Professional claims shall report CPT 63032 when documentation supports the service
Facility claims shall report CPT 63032 appended with modifier GY to indicate the service is statutorily excluded from the Medicare program under OPPS.

Coding Instructions

1. Professional (Physician) Services

  • Assign 63032 when documentation supports:
    • Laminotomy with decompression
    • Repair of annular defect
    • Implantation of bone-anchored annular closure device
    • Imaging guidance included
    • Lumbar, single interspace
  • Confirm primary procedure code is appropriately assigned.
  • Ensure documentation supports add-on code criteria.
  • Do not append modifier GY on professional claims.

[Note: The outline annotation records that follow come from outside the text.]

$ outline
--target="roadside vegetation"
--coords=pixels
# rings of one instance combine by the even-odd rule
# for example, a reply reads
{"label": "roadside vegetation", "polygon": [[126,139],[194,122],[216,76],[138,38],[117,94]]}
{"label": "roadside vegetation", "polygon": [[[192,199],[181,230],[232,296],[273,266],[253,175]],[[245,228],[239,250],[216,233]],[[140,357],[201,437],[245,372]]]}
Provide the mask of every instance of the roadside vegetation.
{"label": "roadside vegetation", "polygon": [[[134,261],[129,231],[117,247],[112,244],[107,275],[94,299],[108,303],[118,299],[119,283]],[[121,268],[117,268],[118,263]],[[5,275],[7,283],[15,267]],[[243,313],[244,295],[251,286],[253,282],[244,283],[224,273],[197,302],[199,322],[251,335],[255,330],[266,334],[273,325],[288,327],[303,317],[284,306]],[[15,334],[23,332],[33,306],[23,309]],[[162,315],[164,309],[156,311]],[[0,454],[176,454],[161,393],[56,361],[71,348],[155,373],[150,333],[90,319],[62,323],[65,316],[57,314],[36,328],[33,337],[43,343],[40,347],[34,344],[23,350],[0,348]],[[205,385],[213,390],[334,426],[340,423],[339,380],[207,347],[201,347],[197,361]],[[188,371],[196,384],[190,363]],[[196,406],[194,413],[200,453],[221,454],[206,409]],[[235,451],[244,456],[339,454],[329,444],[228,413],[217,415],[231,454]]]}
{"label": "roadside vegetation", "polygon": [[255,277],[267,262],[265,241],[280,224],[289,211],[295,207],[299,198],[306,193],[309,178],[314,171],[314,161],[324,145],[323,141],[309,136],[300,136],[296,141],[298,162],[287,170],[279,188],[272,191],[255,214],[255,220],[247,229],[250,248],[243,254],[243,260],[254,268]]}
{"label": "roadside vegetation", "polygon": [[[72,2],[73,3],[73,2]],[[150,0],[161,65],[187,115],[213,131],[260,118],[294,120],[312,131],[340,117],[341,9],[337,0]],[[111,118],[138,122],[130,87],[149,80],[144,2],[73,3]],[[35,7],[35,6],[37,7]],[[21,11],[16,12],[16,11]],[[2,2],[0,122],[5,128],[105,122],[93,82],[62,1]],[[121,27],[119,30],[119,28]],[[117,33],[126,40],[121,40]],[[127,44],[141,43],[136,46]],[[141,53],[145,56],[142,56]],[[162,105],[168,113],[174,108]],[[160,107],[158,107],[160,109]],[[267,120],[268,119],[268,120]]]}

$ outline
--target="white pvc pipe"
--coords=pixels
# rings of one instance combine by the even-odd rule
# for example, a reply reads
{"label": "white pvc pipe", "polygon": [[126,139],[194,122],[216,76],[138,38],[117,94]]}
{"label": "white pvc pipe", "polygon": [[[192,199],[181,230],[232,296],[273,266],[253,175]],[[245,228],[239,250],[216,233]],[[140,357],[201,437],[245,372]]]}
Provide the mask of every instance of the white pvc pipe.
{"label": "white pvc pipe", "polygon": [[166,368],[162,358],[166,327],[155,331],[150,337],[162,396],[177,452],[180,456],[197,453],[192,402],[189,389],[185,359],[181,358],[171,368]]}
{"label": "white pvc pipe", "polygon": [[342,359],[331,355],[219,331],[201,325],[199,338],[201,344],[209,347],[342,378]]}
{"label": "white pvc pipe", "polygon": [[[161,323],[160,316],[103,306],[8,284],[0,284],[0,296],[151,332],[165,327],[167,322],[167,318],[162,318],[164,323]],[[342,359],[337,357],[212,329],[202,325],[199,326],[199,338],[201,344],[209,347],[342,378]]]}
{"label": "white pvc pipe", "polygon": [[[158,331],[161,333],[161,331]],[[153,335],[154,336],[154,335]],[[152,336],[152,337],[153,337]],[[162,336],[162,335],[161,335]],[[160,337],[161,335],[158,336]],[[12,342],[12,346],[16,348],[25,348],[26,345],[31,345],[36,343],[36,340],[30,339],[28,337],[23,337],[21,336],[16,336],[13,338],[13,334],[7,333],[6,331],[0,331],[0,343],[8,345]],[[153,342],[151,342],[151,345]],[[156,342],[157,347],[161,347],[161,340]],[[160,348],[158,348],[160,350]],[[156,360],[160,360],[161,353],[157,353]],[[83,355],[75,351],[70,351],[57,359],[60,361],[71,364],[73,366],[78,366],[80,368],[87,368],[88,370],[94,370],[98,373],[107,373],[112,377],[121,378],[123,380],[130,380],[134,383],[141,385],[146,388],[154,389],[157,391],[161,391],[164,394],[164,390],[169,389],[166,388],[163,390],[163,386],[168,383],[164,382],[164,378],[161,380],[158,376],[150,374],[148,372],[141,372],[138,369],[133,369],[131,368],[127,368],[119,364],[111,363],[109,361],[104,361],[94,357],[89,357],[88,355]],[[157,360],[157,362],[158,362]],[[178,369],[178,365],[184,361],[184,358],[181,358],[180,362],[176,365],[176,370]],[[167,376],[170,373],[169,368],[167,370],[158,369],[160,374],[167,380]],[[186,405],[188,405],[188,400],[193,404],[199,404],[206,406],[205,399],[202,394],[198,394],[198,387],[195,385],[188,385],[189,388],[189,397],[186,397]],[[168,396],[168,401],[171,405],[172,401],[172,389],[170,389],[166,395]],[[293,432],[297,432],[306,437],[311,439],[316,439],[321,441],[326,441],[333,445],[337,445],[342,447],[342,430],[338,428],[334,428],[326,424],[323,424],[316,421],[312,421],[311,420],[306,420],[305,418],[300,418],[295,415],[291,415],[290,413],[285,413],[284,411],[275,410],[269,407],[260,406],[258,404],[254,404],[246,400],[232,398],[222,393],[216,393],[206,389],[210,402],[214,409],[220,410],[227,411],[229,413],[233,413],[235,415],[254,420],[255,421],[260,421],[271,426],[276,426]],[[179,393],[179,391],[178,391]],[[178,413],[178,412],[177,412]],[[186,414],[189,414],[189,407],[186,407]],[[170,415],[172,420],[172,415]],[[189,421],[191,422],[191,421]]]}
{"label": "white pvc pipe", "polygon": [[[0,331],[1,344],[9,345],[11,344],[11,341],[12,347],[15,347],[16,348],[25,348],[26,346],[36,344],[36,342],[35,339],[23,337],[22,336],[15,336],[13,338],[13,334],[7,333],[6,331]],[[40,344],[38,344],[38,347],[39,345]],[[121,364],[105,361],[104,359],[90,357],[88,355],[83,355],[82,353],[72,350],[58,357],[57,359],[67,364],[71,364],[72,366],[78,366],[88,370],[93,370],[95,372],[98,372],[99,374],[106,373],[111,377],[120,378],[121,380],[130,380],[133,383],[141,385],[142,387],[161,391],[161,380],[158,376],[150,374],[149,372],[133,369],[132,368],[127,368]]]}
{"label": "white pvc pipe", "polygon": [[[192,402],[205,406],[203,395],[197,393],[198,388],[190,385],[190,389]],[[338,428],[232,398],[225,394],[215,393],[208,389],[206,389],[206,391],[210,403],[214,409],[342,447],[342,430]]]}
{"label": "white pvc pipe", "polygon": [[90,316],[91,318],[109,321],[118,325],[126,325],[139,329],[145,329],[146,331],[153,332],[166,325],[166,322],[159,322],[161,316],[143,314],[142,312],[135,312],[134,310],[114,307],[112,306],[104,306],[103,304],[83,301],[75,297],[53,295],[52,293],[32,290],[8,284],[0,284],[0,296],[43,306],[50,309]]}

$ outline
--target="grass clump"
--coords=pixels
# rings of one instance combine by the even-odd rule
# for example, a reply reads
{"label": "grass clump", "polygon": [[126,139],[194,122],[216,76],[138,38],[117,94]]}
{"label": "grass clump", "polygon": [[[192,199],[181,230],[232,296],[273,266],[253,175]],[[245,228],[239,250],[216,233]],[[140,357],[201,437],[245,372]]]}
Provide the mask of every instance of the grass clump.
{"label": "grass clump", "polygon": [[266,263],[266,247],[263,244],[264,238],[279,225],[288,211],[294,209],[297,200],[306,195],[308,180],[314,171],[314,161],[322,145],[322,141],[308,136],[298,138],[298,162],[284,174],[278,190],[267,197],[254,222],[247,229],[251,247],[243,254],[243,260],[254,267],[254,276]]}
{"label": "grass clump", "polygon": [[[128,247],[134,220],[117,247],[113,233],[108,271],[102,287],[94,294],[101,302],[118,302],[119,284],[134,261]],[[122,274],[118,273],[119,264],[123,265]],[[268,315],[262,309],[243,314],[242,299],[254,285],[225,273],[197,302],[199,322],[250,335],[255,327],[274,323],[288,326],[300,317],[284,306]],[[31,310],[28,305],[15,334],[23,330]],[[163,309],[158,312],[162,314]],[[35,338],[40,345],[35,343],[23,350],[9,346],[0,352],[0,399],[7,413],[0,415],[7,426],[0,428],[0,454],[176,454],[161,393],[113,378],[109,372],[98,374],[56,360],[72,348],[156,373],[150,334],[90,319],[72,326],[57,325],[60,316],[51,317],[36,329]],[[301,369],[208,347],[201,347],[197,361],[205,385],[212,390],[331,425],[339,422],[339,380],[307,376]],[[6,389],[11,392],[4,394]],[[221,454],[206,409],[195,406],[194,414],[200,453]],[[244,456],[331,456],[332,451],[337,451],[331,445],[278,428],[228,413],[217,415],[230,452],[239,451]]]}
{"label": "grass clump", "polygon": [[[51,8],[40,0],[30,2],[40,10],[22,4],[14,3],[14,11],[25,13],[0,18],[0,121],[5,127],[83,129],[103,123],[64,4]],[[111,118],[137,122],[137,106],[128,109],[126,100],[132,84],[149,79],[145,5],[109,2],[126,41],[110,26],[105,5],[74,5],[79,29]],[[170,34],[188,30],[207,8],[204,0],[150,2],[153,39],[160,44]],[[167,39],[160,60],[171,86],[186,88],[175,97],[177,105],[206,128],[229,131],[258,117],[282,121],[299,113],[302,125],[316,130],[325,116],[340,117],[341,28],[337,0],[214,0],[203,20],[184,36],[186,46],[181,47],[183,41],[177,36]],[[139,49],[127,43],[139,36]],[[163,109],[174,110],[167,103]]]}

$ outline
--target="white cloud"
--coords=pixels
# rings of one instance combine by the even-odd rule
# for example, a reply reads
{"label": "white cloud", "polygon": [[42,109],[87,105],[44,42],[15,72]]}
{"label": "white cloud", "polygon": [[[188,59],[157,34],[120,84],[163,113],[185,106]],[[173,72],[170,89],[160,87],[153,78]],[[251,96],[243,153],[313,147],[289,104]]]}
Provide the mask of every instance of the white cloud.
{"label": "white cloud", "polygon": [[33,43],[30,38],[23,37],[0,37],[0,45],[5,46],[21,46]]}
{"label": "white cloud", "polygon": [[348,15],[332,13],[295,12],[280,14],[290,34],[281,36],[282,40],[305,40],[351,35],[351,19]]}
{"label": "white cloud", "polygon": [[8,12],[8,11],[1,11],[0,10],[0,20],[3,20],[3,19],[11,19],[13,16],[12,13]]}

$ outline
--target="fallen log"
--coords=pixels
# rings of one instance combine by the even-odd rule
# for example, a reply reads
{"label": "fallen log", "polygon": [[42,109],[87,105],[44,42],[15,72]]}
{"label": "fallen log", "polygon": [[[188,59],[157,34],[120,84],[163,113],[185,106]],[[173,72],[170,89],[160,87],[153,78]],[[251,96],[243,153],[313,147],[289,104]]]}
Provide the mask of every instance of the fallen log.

2. Facility (Hospital Outpatient) Services

  • Assign 63032-GY when documentation supports the service.
  • Modifier GY communicates that:
    • The service is statutorily excluded from Medicare facility payment.
    • No OPPS reimbursement is expected.
  • Ensure the primary procedure is correctly reported under OPPS.
  • Do not expect separate payment under OPPS.

Documentation Requirements

Documentation must clearly reflect:

  • Surgical approach (laminotomy/hemilaminectomy)
  • Decompression of nerve root(s)
  • Annular defect repair
  • Implantation of bone-anchored annular closure device
  • Lumbar level and number of interspaces
  • Imaging guidance (included in code)

Coders must validate medical necessity and ensure add-on code reporting rules are met.

Audit & Monitoring

Revenue integrity shall:

  • Monitor initial Medicare claims for denial trends
  • Conduct quarterly audits of 63032 professional and facility claims
  • Provide feedback and education if discrepancies are identified

Key Takeaways for Coding Teams

– MPFS: Payable
– OPPS: Not payable (Status M)
 – Professional Claim: 63032
– Facility Claim: 63032-GY

Clear internal guidance eliminates confusion when CPT® codes carry conflicting payment indicators. Establishing proactive policy ensures compliant billing, reduces denials, and strengthens revenue cycle performance.